The economic effects extend beyond individuals. Because women tend to reinvest up to 90 percent of their income into their families, income losses translate directly into reduced spending on education, nutrition, and healthcare. In Bangkok, for example, extreme heat cuts women’s annual spending on children by approximately $500.
Citywide impacts are equally significant. In Bangkok, heat-related productivity losses reduce GDP by an average of 4 percent annually—equivalent to the city government’s entire budget—and can reach as high as 8 percent in particularly hot years. In Freetown, rising temperatures are linked to increasing household debt, limiting investments in education and entrepreneurship. Meanwhile, Monterrey is projected to see heat-related preterm births more than triple over the next 25 years.

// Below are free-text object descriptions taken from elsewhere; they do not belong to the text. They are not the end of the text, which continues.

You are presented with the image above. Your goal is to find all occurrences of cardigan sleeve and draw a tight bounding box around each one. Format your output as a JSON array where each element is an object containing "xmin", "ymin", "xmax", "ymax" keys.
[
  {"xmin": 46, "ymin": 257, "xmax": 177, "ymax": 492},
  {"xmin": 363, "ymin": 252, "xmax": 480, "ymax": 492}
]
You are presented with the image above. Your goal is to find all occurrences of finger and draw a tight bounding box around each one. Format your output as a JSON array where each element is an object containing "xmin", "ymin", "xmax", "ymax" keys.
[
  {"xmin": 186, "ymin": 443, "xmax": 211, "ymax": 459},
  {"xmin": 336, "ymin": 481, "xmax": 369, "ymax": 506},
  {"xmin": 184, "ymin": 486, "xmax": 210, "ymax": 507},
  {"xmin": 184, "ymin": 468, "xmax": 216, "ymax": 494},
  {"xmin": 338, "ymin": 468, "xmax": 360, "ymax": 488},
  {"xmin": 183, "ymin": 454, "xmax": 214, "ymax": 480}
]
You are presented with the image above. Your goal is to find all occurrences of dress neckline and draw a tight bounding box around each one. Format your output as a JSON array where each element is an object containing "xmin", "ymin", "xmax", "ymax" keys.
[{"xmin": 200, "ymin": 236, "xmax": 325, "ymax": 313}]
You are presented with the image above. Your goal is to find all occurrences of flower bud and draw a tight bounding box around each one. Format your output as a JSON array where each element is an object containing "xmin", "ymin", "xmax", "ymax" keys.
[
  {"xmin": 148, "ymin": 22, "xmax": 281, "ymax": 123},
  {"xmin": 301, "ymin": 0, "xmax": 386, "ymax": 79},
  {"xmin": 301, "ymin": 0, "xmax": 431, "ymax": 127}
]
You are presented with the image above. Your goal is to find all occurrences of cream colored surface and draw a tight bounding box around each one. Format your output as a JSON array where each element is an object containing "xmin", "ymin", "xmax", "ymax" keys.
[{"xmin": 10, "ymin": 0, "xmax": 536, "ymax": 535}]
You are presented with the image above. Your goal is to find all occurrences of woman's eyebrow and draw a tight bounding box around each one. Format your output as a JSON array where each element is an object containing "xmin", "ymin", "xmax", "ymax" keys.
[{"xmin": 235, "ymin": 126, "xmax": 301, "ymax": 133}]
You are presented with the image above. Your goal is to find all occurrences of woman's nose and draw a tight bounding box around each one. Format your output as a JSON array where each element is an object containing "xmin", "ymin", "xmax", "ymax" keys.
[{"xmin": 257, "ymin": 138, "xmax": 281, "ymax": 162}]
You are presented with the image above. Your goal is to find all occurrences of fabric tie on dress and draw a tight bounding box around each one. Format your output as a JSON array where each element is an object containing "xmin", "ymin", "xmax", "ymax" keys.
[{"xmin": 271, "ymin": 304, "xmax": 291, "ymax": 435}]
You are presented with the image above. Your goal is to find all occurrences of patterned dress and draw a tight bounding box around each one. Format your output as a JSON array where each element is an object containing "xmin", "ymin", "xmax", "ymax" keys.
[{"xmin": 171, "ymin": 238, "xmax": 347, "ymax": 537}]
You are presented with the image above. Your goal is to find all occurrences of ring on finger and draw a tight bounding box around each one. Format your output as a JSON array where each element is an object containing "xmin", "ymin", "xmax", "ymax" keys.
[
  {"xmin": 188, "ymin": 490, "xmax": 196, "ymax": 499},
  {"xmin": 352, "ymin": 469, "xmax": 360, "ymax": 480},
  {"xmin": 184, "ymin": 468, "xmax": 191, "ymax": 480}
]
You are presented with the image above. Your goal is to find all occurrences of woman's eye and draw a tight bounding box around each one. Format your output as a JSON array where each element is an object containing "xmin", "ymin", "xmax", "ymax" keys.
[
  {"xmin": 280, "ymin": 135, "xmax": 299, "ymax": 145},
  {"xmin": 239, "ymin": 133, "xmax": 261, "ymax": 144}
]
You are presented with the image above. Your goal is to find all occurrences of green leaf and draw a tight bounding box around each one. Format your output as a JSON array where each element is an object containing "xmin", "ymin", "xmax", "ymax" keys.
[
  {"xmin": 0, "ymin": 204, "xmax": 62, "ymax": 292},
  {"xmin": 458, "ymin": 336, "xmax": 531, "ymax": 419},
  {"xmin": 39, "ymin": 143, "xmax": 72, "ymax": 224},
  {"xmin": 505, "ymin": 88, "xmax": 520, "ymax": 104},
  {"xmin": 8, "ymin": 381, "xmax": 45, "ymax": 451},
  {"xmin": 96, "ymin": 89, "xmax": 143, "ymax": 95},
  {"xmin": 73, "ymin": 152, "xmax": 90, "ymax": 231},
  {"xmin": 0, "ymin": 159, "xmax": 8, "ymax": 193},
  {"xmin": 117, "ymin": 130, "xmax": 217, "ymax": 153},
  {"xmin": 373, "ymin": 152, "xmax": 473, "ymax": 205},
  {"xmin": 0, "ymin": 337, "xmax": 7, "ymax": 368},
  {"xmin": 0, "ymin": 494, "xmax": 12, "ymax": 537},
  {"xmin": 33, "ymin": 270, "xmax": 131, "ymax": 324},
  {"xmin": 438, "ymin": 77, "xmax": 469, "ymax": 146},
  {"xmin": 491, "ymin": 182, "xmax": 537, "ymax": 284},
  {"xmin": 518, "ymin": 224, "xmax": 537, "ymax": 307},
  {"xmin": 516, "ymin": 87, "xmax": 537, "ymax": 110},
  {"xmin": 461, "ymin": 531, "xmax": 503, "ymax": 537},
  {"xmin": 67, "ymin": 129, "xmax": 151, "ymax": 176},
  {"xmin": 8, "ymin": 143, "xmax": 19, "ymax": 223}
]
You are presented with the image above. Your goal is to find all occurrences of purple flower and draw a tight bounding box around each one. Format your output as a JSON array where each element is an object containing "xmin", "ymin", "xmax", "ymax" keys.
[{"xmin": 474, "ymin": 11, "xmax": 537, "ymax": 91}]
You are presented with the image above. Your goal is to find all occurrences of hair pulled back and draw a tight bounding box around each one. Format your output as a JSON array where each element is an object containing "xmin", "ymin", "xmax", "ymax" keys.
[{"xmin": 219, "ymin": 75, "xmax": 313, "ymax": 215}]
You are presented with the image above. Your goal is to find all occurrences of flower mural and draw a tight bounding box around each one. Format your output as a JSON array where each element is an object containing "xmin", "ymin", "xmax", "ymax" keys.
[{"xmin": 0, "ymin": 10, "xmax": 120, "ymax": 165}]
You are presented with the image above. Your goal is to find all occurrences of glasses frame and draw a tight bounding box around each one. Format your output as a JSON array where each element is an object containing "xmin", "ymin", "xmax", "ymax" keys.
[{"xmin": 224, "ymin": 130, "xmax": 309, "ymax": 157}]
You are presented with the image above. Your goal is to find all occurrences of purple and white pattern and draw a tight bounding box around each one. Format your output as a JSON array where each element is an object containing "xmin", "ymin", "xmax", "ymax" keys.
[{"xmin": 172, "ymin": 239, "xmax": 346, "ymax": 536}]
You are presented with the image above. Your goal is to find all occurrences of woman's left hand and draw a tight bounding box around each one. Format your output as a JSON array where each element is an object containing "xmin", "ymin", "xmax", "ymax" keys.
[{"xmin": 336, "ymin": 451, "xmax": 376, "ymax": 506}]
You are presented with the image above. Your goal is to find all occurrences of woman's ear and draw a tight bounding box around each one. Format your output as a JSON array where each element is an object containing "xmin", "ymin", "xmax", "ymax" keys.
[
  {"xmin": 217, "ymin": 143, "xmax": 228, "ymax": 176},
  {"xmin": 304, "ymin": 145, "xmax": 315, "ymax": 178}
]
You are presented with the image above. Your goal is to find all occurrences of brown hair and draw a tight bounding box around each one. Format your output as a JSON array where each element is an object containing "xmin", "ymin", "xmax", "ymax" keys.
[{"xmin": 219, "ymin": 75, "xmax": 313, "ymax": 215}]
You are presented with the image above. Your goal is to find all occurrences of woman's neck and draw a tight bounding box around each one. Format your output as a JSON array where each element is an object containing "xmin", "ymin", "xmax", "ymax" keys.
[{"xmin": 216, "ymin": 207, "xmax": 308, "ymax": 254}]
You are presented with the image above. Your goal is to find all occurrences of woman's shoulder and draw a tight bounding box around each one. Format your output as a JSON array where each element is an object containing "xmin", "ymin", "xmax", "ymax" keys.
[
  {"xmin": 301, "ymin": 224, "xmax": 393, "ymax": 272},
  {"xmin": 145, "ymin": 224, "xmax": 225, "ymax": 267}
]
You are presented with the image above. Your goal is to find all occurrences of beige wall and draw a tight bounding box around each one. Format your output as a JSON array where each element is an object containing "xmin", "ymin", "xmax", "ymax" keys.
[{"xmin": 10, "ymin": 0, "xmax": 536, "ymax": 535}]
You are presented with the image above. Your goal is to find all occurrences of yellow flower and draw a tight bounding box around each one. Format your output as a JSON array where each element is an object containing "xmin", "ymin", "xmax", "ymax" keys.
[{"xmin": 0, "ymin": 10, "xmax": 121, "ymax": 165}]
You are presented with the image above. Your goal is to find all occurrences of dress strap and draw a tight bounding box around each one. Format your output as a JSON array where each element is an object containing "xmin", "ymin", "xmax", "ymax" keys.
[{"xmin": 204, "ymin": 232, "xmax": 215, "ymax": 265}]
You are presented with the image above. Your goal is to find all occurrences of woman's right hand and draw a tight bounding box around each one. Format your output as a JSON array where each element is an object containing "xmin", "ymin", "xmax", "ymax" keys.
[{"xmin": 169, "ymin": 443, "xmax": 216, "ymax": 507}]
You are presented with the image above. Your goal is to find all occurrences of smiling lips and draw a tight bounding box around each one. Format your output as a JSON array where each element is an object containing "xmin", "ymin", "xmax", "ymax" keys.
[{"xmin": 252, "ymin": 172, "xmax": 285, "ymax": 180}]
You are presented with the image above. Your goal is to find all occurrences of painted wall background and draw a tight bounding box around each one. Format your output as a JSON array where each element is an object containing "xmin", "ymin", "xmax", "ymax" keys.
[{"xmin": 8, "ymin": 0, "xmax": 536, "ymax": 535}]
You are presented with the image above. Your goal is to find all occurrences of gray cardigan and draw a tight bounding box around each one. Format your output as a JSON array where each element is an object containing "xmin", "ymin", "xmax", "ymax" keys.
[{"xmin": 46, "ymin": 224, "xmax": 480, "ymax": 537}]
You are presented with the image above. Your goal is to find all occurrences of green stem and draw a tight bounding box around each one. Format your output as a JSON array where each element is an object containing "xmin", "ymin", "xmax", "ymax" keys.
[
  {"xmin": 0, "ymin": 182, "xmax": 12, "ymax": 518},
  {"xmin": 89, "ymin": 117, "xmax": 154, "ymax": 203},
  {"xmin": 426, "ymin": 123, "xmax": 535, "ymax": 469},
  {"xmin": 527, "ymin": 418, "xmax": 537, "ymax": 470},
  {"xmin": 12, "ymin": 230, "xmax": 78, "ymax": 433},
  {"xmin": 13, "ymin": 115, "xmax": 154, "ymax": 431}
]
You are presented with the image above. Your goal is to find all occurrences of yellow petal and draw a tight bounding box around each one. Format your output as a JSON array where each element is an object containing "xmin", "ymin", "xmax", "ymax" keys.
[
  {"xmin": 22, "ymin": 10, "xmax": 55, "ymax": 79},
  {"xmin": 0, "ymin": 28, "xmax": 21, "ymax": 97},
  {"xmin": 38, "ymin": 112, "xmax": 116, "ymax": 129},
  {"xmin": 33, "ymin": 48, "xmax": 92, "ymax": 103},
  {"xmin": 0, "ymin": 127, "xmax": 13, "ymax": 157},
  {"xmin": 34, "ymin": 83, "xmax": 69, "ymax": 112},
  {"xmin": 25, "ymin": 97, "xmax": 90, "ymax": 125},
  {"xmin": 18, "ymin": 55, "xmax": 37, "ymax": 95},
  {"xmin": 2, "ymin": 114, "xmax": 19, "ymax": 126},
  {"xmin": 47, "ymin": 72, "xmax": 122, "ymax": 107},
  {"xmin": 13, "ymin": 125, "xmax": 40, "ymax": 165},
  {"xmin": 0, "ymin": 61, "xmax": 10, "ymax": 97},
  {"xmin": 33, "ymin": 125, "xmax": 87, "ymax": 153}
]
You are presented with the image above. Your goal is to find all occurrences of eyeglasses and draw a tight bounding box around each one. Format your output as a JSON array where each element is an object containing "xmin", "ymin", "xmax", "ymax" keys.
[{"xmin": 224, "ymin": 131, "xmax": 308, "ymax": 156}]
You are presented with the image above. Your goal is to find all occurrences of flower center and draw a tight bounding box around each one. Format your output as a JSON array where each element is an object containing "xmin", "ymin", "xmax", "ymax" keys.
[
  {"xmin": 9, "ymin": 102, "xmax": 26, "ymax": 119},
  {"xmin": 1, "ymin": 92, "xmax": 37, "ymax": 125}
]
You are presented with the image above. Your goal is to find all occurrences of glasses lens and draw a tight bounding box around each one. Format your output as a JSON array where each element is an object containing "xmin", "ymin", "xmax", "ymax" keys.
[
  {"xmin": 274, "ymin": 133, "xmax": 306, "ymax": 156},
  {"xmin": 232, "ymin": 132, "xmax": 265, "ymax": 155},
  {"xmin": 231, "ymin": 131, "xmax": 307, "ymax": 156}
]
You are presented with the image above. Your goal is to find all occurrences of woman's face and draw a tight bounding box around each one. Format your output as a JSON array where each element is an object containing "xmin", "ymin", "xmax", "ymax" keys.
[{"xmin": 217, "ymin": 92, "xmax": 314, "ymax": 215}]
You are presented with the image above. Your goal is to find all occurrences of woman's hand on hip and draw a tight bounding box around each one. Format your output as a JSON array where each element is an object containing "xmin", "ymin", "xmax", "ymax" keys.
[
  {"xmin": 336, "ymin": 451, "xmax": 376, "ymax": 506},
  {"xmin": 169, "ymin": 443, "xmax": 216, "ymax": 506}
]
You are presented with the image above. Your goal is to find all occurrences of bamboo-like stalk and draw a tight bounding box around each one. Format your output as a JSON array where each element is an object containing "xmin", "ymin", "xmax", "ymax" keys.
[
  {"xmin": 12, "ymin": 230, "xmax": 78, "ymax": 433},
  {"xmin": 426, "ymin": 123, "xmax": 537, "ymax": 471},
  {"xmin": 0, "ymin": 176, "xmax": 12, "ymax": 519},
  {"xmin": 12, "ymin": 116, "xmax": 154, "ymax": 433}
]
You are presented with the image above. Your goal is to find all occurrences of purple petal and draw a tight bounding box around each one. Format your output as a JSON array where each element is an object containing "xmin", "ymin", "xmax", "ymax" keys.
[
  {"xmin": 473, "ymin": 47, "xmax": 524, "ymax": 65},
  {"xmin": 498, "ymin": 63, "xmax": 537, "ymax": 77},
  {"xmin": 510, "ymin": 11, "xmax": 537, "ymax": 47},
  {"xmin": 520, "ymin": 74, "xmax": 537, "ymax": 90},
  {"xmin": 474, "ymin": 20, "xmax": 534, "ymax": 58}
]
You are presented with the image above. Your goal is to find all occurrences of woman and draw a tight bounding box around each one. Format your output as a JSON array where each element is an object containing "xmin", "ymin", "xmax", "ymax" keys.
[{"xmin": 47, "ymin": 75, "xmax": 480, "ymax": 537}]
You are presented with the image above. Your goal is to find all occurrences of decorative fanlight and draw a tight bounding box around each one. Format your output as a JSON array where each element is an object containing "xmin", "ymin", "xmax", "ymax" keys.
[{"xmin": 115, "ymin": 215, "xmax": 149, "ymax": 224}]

The report also draws attention to the growing danger of nighttime heat. In many cities, night temperatures are rising faster than daytime highs, preventing the body from recovering. Combined with prolonged heatwaves, these conditions account for up to 85 percent of heat-related deaths, particularly among low-income households living in heat-retaining housing materials.
Despite the scale of the challenge, the report emphasizes that solutions are both available and cost-effective. Measures such as heat response plans, urban greening, cool roofs, labor protections, and targeted insurance schemes could reduce heat-related mortality by more than 36 percent by 2050 in the cities studied.
Some interventions deliver particularly high returns. Heat response plans can generate benefits worth 12 to 90 times their cost, while cool roofs can reduce indoor temperatures by 2 to 7 degrees Celsius immediately after installation. Insurance schemes designed for informal workers could cut income losses among women by over 40 percent by mid-century.
However, the report stresses that effectiveness depends on inclusive design. Many current measures fail to reach the most vulnerable due to barriers such as lack of mobile access, limited literacy, or exclusion from formal labor systems. Tailoring interventions to the realities of informal women workers significantly improves both impact and cost-efficiency.
To support decision-making, HERA has also launched a global heat cost-benefit tool covering more than 11,000 cities across 190 countries. The platform allows policymakers and practitioners to assess heat impacts and compare adaptation strategies through 2050.
The report concludes with four urgent priorities: expanding sustainable financing, strengthening cross-sector partnerships, improving gender-sensitive data, and increasing public awareness of heat risks. With climate change, urbanization, and aging populations expected to intensify the threat, the window for effective action is rapidly narrowing.